The Sri Kamakshi Sharada Mutt, whose presiding deity is the goddess Kamakshi Sharada, is in the town. A very rare piece of Hindu iconography, called the 'Shri Chakra' made of panchaloha, an alloy of five metals, is installed in the shrine. It is supposed to represent the Primeval Energy from which the whole universe issues forth, and is held very auspicious by many Hindus. This icon is believed to have been found in a deep well in this tiny town.
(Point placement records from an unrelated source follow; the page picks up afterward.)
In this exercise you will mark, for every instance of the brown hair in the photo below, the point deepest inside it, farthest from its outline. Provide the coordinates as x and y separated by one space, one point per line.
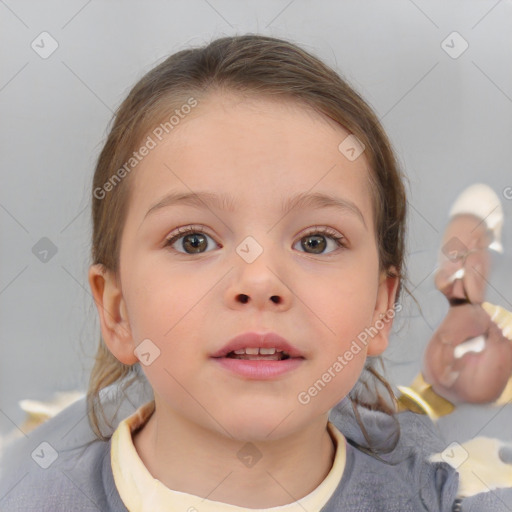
246 64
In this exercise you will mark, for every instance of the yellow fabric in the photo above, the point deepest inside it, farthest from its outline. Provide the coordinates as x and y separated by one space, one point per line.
141 492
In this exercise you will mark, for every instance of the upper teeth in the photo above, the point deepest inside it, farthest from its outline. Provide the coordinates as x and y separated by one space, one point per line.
256 351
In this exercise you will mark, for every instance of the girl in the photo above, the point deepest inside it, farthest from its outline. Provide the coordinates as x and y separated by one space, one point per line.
248 240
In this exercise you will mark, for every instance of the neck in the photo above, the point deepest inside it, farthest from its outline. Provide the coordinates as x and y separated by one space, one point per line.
188 458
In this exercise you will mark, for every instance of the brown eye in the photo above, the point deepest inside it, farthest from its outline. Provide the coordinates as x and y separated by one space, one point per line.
317 241
189 241
314 242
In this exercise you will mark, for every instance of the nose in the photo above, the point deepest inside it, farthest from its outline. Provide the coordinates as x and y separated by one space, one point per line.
259 285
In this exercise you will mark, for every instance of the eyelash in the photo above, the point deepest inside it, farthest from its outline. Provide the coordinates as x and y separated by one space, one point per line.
328 232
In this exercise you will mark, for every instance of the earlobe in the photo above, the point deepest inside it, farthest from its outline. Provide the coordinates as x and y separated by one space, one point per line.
384 313
115 327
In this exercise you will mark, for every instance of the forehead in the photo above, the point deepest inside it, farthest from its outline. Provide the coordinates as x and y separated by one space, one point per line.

This town has the Shri Veeranjaneya Swamy temple at Kote area. The Shri Hanumantha Devaru Statue is big and is believed to be installed by Shri Vyasaraja Theertha Swamy, some 500 years ago during the period of the great Vijayanagara emperor Shri Krishnadevaraya.

This town has the Shri Veerabhadra Swamy Temple at the entrance of the village where people worship with Lord Veerabhadra Swamy. Every Year they conduct Jathra Mahotsava at time of Summer Holidays which means between April and June also you can find very old chariot which has been made up of Stone Wheel and the statue of Brahma Rakshasa which is also very older the 200Years ago.

Another special about this Town is you can find 101 Temple and 101 Kalyani which has been constructed during the rule of Vijayanagara emperor Krishnadevaraya all the temple and kalyani are destroyed at the time of British rule now we need to search to see the old sculptures in Hebburu.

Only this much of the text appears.